After reading other posts, it is apparent that many Bulls enthusiast agree. However, it seems that most Iverson supporters fail to examine the statistics. They are just relying strictly on opinions. 

Personal beliefs are nice, but it's more credible to crunch the numbers and realize A.I. may have been the answer to the Bulls' early season woes. 

For starters, the Bulls are averaging an anorexic 90.4 points per game. This grotesque figure is third worst in the NBA, only leading the NCAA's Nets and the "Badcats" of Charlotte. Chicago's leading scorer, Luol Deng, is averaging 17.7 ppg, which is a pitiful number for a top scorer. Out of the 30 NBA teams, 27 have a leading scorer with a higher average. 

Insert Allen Iverson and his career average of 27 ppg, a figure that ranks sixth best in NBA history. Think of his addition like restarting a frozen battery in the early winter months, a simple spark plug can do the trick. 

Of course the critics will argue that he is long past his prime, and his wash up of a mini-mester in Memphis is indicative of what his career would have been in Chi-city. The numbers, however, would indicate otherwise. In limited action with the Grizzlies, Iverson's scoring increased in proportion to his playing time, with an overall average of nearly a point per minute played. 

From the field, A.I. shot 57 percent at Memphis. The only Bulls shooting above 50 percent this season are Joakim Noah (52 percent) and Aaron Gray (50 percent). Let's not fail to mention the only Bulls guard shooting above 40 percent is Derrick Rose at 45 percent. The rest of the Bulls' backcourt is clanking a winter-cold 35 percent with Lindsey Hunter anchoring the group by only hitting 15 percent of his shots from the floor. 

If you think Kirk Hinrich will provide the Bulls with a little scoring inspiration when he returns next week, it's not likely.

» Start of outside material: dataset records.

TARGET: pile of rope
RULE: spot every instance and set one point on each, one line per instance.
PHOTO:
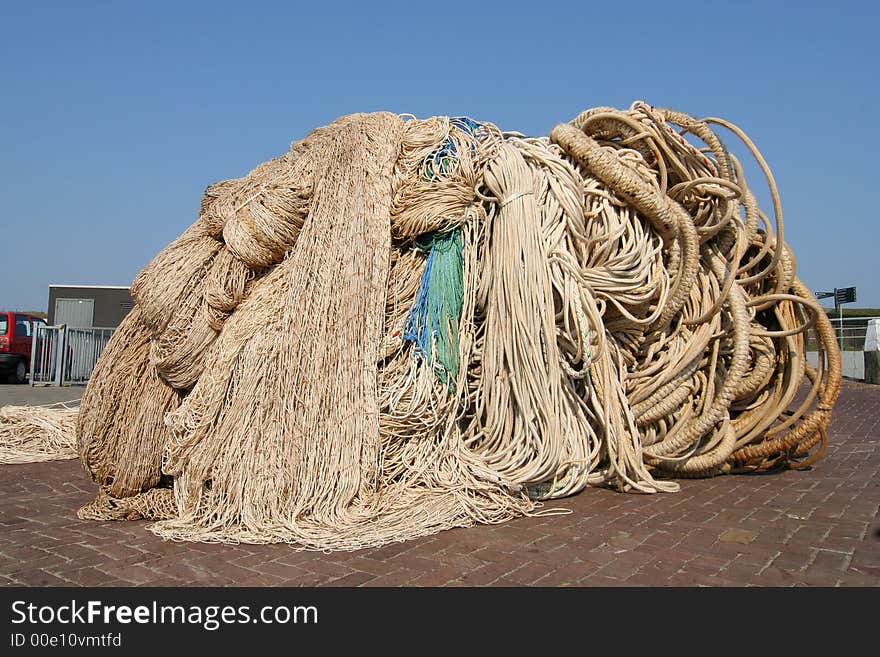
(402, 326)
(30, 434)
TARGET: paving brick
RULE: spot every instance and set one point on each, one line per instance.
(791, 528)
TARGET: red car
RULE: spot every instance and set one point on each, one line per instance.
(16, 338)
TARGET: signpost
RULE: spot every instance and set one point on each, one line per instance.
(841, 296)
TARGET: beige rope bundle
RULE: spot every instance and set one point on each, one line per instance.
(402, 326)
(29, 434)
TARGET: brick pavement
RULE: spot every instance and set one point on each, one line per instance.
(813, 528)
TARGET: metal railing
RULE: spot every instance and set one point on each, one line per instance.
(850, 333)
(65, 355)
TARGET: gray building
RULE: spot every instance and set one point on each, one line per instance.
(99, 306)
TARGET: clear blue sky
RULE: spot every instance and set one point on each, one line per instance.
(114, 116)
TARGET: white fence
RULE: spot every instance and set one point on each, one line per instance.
(63, 355)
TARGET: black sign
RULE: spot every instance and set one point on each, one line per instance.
(844, 295)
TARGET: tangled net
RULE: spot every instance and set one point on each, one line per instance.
(29, 434)
(402, 326)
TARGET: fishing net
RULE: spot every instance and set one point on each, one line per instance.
(402, 326)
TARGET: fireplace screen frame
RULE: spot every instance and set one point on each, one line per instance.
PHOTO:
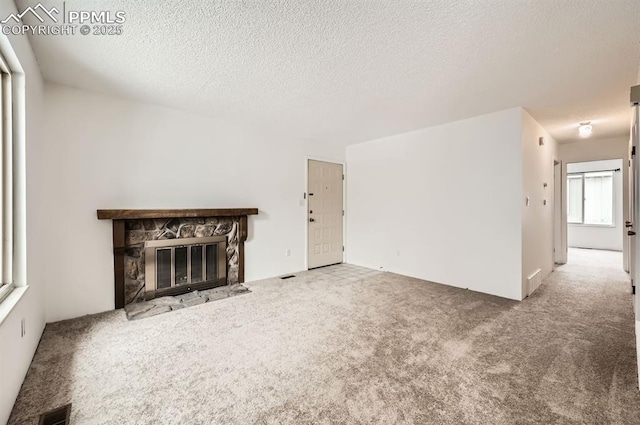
(151, 250)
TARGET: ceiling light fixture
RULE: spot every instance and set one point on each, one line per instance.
(585, 129)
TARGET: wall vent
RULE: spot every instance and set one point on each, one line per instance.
(534, 281)
(59, 416)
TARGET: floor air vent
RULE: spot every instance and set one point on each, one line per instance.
(534, 281)
(58, 416)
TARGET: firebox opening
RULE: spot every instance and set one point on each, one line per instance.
(177, 266)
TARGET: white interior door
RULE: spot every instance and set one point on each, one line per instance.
(324, 213)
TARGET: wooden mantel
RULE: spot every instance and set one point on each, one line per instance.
(182, 213)
(120, 217)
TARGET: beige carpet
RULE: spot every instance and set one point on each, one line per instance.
(384, 349)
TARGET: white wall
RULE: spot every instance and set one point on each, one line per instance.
(441, 204)
(537, 217)
(595, 149)
(16, 352)
(106, 152)
(600, 237)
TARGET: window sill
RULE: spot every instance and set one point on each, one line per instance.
(606, 226)
(7, 305)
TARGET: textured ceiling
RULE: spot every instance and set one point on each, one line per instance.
(350, 71)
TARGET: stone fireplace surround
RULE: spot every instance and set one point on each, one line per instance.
(132, 228)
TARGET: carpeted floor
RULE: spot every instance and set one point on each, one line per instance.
(384, 349)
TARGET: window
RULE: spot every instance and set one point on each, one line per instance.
(590, 198)
(6, 180)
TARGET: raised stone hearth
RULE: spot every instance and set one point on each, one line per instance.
(144, 309)
(133, 228)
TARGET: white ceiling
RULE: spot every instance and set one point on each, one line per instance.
(350, 71)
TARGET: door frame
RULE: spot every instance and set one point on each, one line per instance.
(306, 205)
(559, 216)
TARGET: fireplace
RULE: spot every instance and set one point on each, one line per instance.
(183, 265)
(170, 252)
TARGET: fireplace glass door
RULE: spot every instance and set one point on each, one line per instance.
(184, 262)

Captain Kirk is hovering around an average of 8 ppg. He does provide help defensively, but he is hardly an addition on the offensive end. The low-flying bulls hardly average two-points more per game with a healthy Hinrich. 

He would have also provided leadership for the next king-of-the-crossover, Derrick Rose and the shot-happy shooting guard John Salmons. After flopping in Denver, and tainting his record in Memphis, A.I. is dieing for the opportunity to makeover his public appearance. A role as a mentor to the Bulls' duo would act as the perfect eye liner and nail polish. Remember, Salmons became shot-happy after splitting from Iverson and the Sixers early in his career.

If you're thinking Iverson will take away too many shots from Rose, Salmons, and Deng, think again. Iverson's assist/game totals for his career are on par with Rose (6.2), and A.I. has proven to be a better facilitator as his career has progressed. After comparing his shooting percentage to the Bulls back court, however, maybe he should be taking more shots.

After examination, it is apparent Allen Iverson would have been a perfect fit in Chicago. Unfortunately, it will be the Philly fans reaping the benefits of the Bull's ineptitude to sign "The Answer" to their problems.